Sebelum sampai di pos pertama yang dijaga oleh kelompok militan ISIS, supir bus akan mempersilakan Mohamed dan penumpang perempuan lainnya untuk pergi ke bagian belakang bus dan mengganti busana mereka dengan pakaian serba hitam. Jika tidak, mereka tak akan diijinkan memasuki kota tersebut.

"Suriah memang sudah berakhir (hancur), namun itu tetap rumah saya," kata Mohamed.

Ibrahim, salah seorang penumpang lainnya, mengaku harus menumbuhkan janggut tebal agar bisa melakukan perjalanan tersebut dan menemui ibunya. "Tanpa ini, mereka (ISIS), tidak akan membiarkan saya masuk.
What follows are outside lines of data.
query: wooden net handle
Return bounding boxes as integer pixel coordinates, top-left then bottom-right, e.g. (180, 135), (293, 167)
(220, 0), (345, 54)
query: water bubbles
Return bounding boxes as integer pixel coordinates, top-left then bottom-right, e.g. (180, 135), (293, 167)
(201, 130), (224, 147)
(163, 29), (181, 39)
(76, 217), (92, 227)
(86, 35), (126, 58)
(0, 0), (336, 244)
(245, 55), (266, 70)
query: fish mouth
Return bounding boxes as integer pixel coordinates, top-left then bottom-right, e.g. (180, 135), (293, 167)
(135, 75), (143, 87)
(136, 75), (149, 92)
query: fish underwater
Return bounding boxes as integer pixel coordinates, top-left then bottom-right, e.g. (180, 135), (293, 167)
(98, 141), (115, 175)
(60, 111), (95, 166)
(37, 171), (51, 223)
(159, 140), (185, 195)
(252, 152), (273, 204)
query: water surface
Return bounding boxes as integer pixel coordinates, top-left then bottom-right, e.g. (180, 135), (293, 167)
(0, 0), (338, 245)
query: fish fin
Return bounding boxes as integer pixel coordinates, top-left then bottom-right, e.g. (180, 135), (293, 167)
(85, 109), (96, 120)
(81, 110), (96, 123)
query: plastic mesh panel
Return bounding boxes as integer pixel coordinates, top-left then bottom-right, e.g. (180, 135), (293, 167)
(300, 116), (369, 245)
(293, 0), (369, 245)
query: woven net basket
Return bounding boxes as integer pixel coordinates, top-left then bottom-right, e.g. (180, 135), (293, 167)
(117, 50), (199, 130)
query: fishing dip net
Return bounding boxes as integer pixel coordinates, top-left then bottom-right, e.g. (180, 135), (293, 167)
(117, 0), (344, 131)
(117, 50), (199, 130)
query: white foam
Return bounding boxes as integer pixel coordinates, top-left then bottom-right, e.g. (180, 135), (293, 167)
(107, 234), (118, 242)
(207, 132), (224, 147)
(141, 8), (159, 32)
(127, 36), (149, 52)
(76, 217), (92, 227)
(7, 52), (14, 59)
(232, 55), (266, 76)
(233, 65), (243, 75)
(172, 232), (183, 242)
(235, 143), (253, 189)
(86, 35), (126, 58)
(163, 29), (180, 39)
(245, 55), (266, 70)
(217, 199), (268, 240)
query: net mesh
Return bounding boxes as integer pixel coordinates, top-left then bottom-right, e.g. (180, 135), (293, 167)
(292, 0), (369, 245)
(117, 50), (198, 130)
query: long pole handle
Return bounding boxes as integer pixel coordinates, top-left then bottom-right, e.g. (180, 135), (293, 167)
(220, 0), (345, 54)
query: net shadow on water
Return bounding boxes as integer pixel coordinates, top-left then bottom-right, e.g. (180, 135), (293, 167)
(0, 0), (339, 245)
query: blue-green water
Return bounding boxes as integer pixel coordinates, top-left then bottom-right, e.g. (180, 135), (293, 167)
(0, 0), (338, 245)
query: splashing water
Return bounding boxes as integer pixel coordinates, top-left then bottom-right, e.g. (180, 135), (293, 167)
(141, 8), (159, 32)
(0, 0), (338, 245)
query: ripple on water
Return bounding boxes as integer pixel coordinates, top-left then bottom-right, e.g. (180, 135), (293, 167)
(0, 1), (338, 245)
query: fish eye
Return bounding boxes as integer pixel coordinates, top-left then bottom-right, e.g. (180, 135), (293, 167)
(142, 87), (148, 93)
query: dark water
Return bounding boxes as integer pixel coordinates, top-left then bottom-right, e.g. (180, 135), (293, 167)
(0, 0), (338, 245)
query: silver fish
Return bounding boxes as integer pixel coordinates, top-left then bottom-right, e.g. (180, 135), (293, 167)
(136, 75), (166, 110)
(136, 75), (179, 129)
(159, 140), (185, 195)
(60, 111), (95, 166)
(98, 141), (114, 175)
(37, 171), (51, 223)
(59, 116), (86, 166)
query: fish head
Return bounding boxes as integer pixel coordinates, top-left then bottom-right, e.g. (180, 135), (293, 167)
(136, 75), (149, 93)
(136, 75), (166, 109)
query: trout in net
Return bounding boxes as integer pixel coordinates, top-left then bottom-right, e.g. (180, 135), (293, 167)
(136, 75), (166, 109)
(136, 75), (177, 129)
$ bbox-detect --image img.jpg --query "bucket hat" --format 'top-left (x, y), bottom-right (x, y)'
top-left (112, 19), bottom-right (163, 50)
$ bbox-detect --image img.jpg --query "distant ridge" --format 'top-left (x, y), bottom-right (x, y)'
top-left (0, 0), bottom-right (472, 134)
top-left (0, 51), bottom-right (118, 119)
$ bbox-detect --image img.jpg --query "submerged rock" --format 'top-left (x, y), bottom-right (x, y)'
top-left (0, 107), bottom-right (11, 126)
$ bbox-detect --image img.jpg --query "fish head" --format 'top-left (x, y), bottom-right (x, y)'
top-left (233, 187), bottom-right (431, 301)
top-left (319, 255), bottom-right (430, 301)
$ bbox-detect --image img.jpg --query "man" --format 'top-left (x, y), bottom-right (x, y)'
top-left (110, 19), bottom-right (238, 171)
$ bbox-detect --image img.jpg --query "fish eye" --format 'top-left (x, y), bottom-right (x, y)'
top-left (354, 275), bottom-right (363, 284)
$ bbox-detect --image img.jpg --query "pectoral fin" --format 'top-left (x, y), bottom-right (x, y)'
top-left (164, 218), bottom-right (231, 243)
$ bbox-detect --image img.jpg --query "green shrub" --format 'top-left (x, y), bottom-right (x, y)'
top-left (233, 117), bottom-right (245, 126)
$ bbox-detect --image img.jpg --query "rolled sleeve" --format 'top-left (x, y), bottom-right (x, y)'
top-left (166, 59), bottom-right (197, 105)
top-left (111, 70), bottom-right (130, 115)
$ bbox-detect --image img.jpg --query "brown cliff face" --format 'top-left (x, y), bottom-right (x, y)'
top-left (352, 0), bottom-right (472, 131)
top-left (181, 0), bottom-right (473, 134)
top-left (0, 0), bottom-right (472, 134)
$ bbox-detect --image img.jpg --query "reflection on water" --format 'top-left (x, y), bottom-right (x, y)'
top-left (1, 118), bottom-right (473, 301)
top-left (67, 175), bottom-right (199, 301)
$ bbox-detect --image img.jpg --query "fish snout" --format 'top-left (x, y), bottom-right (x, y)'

Hidup memang berat, tapi ibu saya tidak ingin ditinggalkan juga meninggalkan tempat tinggalnya," kata Ibrahim yang bekerja di Beirut dan hanya bisa mengirimkan uang kepada ibunya.

Selanjutnya: Supir Pemberani


Supir Pemberani

Mengemudi ke "pusat" ISIS sangat tidak mudah dilakukan dan tidak semua orang bisa melakukannya. Begitu juga dengan supir bus yang tetap melajukan kendaraannya menuju kota yang semakin hancur tersebut.  "Damaskus! Aleppo! Raqqa !" teriak supir bus. Untuk meyakinkan penumpangnya, bus tersebut dilengkapi poster bertuliskan "Aman bersama kami."
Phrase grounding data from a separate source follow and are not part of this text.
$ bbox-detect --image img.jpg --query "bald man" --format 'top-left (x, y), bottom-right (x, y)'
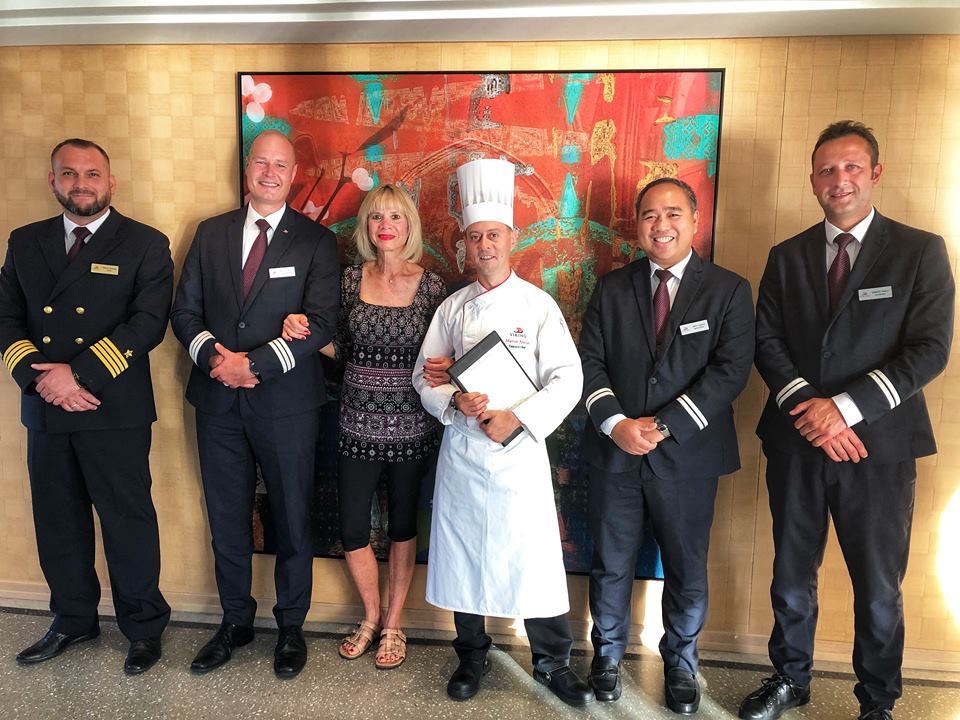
top-left (171, 130), bottom-right (339, 678)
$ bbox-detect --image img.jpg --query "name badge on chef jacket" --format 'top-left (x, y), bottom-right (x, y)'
top-left (858, 286), bottom-right (892, 301)
top-left (90, 263), bottom-right (119, 275)
top-left (680, 319), bottom-right (709, 335)
top-left (269, 266), bottom-right (296, 279)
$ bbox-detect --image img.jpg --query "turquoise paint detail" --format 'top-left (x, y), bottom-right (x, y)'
top-left (515, 218), bottom-right (612, 253)
top-left (663, 114), bottom-right (720, 176)
top-left (560, 145), bottom-right (580, 164)
top-left (559, 173), bottom-right (579, 218)
top-left (241, 115), bottom-right (292, 159)
top-left (364, 143), bottom-right (385, 163)
top-left (371, 170), bottom-right (380, 188)
top-left (423, 244), bottom-right (451, 272)
top-left (567, 73), bottom-right (595, 82)
top-left (562, 81), bottom-right (584, 125)
top-left (328, 217), bottom-right (358, 240)
top-left (351, 74), bottom-right (385, 82)
top-left (363, 82), bottom-right (385, 125)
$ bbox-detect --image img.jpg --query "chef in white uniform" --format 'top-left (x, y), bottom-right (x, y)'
top-left (413, 158), bottom-right (591, 707)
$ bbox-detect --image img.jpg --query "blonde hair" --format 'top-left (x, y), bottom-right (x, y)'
top-left (352, 184), bottom-right (424, 263)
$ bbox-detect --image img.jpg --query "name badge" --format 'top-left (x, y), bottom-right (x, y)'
top-left (858, 286), bottom-right (892, 301)
top-left (680, 320), bottom-right (710, 335)
top-left (269, 266), bottom-right (296, 279)
top-left (90, 263), bottom-right (119, 275)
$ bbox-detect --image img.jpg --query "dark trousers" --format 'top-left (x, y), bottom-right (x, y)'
top-left (196, 399), bottom-right (318, 628)
top-left (589, 458), bottom-right (718, 674)
top-left (766, 450), bottom-right (915, 710)
top-left (26, 426), bottom-right (170, 640)
top-left (453, 611), bottom-right (573, 672)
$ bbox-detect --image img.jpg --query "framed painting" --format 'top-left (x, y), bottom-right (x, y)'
top-left (240, 69), bottom-right (724, 579)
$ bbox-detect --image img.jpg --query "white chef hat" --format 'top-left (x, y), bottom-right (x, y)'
top-left (456, 158), bottom-right (515, 230)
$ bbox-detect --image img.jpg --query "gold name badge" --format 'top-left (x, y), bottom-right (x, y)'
top-left (90, 263), bottom-right (119, 275)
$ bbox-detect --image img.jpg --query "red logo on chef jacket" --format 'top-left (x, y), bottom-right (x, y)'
top-left (507, 326), bottom-right (530, 351)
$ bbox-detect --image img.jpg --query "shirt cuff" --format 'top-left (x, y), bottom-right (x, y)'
top-left (832, 392), bottom-right (864, 427)
top-left (601, 413), bottom-right (628, 436)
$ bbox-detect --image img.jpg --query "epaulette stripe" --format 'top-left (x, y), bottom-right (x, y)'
top-left (99, 337), bottom-right (129, 372)
top-left (90, 343), bottom-right (122, 378)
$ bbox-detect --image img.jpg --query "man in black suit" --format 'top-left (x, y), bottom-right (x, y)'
top-left (171, 130), bottom-right (339, 678)
top-left (740, 121), bottom-right (954, 720)
top-left (580, 178), bottom-right (755, 713)
top-left (0, 138), bottom-right (172, 674)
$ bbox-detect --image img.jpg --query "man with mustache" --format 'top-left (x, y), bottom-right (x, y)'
top-left (0, 138), bottom-right (172, 674)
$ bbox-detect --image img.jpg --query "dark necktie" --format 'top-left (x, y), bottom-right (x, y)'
top-left (67, 226), bottom-right (90, 264)
top-left (828, 232), bottom-right (855, 314)
top-left (242, 218), bottom-right (270, 300)
top-left (653, 268), bottom-right (673, 346)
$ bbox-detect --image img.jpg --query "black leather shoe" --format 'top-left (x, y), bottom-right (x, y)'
top-left (738, 674), bottom-right (810, 720)
top-left (124, 637), bottom-right (162, 675)
top-left (589, 656), bottom-right (622, 702)
top-left (274, 625), bottom-right (307, 678)
top-left (664, 667), bottom-right (700, 714)
top-left (447, 657), bottom-right (491, 700)
top-left (859, 707), bottom-right (893, 720)
top-left (190, 622), bottom-right (254, 673)
top-left (533, 665), bottom-right (594, 707)
top-left (16, 628), bottom-right (100, 664)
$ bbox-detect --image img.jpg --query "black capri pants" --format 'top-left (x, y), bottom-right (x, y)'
top-left (338, 455), bottom-right (428, 551)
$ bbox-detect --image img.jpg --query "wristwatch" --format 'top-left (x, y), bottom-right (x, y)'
top-left (449, 390), bottom-right (461, 411)
top-left (653, 415), bottom-right (671, 438)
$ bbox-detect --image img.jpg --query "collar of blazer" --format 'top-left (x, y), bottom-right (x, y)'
top-left (230, 204), bottom-right (298, 312)
top-left (631, 250), bottom-right (705, 360)
top-left (803, 211), bottom-right (888, 323)
top-left (43, 207), bottom-right (126, 301)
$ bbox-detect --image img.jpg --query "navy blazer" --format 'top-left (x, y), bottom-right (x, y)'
top-left (755, 211), bottom-right (955, 463)
top-left (0, 209), bottom-right (173, 431)
top-left (170, 205), bottom-right (339, 418)
top-left (580, 251), bottom-right (755, 477)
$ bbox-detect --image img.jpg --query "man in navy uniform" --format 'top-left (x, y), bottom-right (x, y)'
top-left (0, 138), bottom-right (172, 674)
top-left (740, 121), bottom-right (954, 720)
top-left (171, 130), bottom-right (339, 678)
top-left (580, 178), bottom-right (754, 713)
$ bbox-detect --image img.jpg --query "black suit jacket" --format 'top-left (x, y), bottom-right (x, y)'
top-left (170, 205), bottom-right (339, 418)
top-left (755, 211), bottom-right (955, 463)
top-left (0, 208), bottom-right (173, 431)
top-left (580, 251), bottom-right (755, 477)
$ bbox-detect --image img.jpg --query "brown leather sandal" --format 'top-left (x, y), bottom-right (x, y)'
top-left (374, 628), bottom-right (407, 670)
top-left (338, 620), bottom-right (381, 659)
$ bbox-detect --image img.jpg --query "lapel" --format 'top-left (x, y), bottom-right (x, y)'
top-left (801, 224), bottom-right (830, 323)
top-left (657, 250), bottom-right (704, 361)
top-left (227, 208), bottom-right (246, 310)
top-left (241, 205), bottom-right (296, 313)
top-left (831, 212), bottom-right (888, 320)
top-left (37, 216), bottom-right (69, 283)
top-left (48, 209), bottom-right (126, 301)
top-left (630, 257), bottom-right (657, 360)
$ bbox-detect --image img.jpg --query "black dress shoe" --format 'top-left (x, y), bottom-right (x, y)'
top-left (16, 628), bottom-right (100, 664)
top-left (738, 674), bottom-right (810, 720)
top-left (447, 657), bottom-right (491, 700)
top-left (589, 656), bottom-right (622, 702)
top-left (190, 622), bottom-right (254, 673)
top-left (124, 637), bottom-right (162, 675)
top-left (664, 667), bottom-right (700, 715)
top-left (533, 665), bottom-right (594, 707)
top-left (274, 625), bottom-right (307, 678)
top-left (859, 707), bottom-right (893, 720)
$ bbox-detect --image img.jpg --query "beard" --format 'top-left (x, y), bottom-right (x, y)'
top-left (54, 188), bottom-right (111, 217)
Abu Hamad, supir bus, siap melakukan perjalanan jauh sekitar 20 jam bahkan hingga tiga hari. Ia akan melewati sejumlah daerah yang dikuasi pemerintah dan juga daerah-daerah yang dijajah oleh kelompok oposisi atau pemberontak pemerintah hingga sampai di Raqqa. Penumpang harus membayar biaya sebesar Rp650 ribu untuk ke Raqqa atau Rp450 ribu ke Aleppo.
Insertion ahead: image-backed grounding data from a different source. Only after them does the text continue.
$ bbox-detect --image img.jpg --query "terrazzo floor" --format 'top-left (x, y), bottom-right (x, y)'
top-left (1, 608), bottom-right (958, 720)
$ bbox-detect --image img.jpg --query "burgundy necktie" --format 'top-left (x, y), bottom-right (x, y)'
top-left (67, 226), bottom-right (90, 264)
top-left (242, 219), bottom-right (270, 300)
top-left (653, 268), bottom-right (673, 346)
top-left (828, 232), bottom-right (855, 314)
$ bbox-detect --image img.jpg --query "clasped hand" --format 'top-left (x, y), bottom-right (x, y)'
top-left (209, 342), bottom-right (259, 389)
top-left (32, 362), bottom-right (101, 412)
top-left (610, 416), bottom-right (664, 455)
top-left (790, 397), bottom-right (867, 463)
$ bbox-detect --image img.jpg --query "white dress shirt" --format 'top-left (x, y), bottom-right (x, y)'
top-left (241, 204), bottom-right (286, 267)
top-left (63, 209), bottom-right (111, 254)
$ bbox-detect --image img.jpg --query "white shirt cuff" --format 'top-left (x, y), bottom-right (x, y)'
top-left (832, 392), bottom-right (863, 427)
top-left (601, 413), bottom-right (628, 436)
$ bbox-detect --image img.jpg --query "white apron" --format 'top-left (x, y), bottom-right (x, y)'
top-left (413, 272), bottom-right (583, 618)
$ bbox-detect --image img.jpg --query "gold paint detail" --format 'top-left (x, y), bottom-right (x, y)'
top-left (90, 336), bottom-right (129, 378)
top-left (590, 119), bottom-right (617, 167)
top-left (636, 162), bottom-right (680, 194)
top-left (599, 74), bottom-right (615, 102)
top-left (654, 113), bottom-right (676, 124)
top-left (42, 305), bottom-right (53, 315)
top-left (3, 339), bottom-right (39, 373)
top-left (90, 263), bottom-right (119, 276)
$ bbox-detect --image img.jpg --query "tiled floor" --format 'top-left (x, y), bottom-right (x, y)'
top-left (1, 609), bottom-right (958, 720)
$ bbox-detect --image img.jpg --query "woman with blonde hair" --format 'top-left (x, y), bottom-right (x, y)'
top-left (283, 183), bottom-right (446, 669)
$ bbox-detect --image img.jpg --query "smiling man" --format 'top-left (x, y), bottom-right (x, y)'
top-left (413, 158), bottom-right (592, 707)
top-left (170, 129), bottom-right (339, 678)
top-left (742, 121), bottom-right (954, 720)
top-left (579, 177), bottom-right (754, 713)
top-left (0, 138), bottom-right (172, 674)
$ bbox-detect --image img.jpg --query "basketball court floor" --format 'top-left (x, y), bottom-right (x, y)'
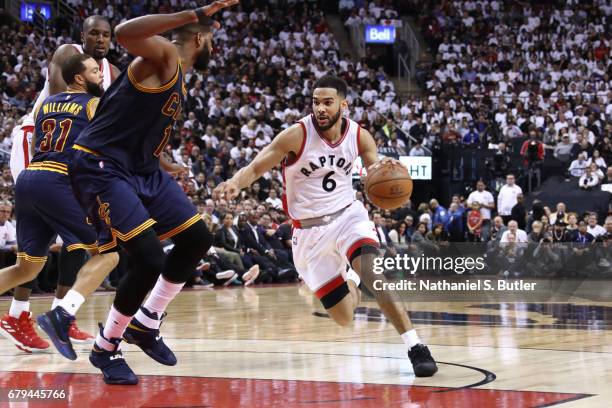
top-left (0, 284), bottom-right (610, 407)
"Hal yang sulit adalah melakukan perjalanan pada malam hari. Karena di saat itulah biasanya terjadi pertempuran (antara kelompok pemberontak dengan ISIS atau dengan pasukan pemerintah dan sebaliknya). Saya harus mengubah arah dari Damaskus, menuju ke Homs, lalu ke Aleppo baru ke Raqqa," kata Hamad.

Bahkan beberapa kali bus Hamad sering terkena tembakan ketika berjalan melalui garis depan persimpangan, ia harus mengganti kaca depan dua kali sementara bagian samping masih bopeng karena lubang peluru.

"Saya tetap mengemudi lurus. Kadang-kadang saya melihat pos-pos pemeriksaan yang dijaga oleh geng dengan tampilan yang berbahaya, jadi saya tetap mengemudi, saya tidak berhenti," kata dia.

Sejauh ini, Hamad merasa perjalanan masih cukup aman. Namun ia memang harus ekstra hati-hati agar bisa mengantarkan penumpang hingga selamat ke tempat tujuan.